You don’t have to wait for Stage 3 MU to impact population health in your community. Have you had your Influenza vaccine this year? While supporting MU, the CDC has not neglected their role in disease prevention. If you’re reading this, then I am going to assume that you are older than 6 months of age, in which case, the CDC recommends that you get vaccinated for flu annually. This recommendation is for the general public, but what are your flu vaccine obligations if you are a healthcare provider?
“People with flu can spread it to others up to about 6 ft. away through coughs and sneezes!”
As members of the general public, we can all improve our community immunity by getting the flu vaccine, but healthcare providers have additional reasons for getting vaccinated. In a recent JAMA “Viewpoint” article, Dr. Arthur Caplan reviews the 2013-2014 New York state mandate requiring health care personnel to either get the flu vaccine or wear a mask.(1) In this article Dr. Caplan delineates the “special obligations health care practitioners have to their patients.” Healthcare provider obligations include the requirement to think of their patient’s health first, to “do no harm,” to protect those who cannot protect themselves, and to be an example to the public for disease prevention.
“Most healthy adults may be able to infect others [with the flu] beginning 1 day before symptoms develop and up to 5-7 days after becoming sick.”
In addition to getting our own flu vaccine we should encourage our patients to get vaccinated. The CDC identifies patients with renal disease, diabetes, cardiovascular disease, and hypertension as high risk for complications related to influenza. Flu vaccination is strongly recommended for these patients.
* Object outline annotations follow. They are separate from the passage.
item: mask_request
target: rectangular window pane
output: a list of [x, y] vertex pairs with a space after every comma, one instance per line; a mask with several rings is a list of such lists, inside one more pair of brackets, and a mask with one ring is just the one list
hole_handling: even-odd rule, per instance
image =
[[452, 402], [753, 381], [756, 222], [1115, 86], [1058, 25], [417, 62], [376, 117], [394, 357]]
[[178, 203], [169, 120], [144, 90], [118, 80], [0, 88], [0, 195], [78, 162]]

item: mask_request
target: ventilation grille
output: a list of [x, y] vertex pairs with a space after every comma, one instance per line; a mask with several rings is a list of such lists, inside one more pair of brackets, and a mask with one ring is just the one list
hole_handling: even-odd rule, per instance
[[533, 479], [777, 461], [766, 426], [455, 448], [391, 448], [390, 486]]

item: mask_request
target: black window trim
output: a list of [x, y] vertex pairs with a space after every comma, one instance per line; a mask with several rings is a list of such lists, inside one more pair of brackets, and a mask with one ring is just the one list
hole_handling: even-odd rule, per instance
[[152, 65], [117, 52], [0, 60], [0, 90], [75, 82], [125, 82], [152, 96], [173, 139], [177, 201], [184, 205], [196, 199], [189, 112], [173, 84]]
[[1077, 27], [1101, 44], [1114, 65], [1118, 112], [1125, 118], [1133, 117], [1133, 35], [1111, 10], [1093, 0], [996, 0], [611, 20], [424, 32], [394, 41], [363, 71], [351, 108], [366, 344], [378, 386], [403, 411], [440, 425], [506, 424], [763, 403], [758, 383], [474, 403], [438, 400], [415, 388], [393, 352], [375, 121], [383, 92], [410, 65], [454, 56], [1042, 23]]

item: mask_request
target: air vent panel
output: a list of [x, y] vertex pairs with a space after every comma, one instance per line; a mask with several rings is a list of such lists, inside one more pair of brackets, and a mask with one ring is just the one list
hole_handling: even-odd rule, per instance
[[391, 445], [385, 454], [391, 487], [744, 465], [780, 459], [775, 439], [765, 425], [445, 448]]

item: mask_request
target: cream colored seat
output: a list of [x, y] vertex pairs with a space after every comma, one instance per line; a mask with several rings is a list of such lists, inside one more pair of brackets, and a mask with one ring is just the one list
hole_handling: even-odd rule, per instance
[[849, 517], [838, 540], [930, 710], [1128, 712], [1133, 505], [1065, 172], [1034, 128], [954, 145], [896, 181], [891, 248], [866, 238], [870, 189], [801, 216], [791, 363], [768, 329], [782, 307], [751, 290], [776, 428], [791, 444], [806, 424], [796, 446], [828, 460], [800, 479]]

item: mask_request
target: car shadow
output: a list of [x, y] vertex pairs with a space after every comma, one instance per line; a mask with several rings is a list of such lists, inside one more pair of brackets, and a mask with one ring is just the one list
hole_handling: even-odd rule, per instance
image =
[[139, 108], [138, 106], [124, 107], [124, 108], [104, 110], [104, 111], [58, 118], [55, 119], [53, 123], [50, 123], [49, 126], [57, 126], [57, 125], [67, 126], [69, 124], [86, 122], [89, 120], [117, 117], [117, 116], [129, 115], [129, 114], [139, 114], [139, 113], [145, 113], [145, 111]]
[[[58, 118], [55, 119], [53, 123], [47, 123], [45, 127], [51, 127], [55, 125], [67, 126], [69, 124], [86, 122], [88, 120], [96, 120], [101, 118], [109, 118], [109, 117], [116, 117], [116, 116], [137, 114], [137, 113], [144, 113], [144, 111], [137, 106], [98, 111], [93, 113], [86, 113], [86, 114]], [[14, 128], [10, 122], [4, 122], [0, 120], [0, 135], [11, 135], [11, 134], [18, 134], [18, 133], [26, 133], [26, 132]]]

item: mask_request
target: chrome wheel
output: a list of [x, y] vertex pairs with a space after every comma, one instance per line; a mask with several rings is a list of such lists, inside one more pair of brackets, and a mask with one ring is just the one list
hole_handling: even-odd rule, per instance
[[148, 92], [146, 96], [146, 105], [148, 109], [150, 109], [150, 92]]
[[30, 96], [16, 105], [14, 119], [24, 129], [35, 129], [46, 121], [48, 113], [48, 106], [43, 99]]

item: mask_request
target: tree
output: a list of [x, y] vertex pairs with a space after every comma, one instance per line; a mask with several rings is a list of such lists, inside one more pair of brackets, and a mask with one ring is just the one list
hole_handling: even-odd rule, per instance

The CDC, as the leader for disease prevention for individuals and the collective public, tirelessly campaigns, supports, and advocates for patient flu vaccination. It is no surprise then that the CDC has worked hand in hand with those creating HIT policy and MU strategies to determine ways for MU to benefit U.S. public health.
As a healthcare worker, consider the flu vaccine for your patients, your family, and your community. As an EP, work to vaccinate your high-risk patients and use your certified EHR to document vaccination. While you’re at it, complete a core objective for Stage 2 MU.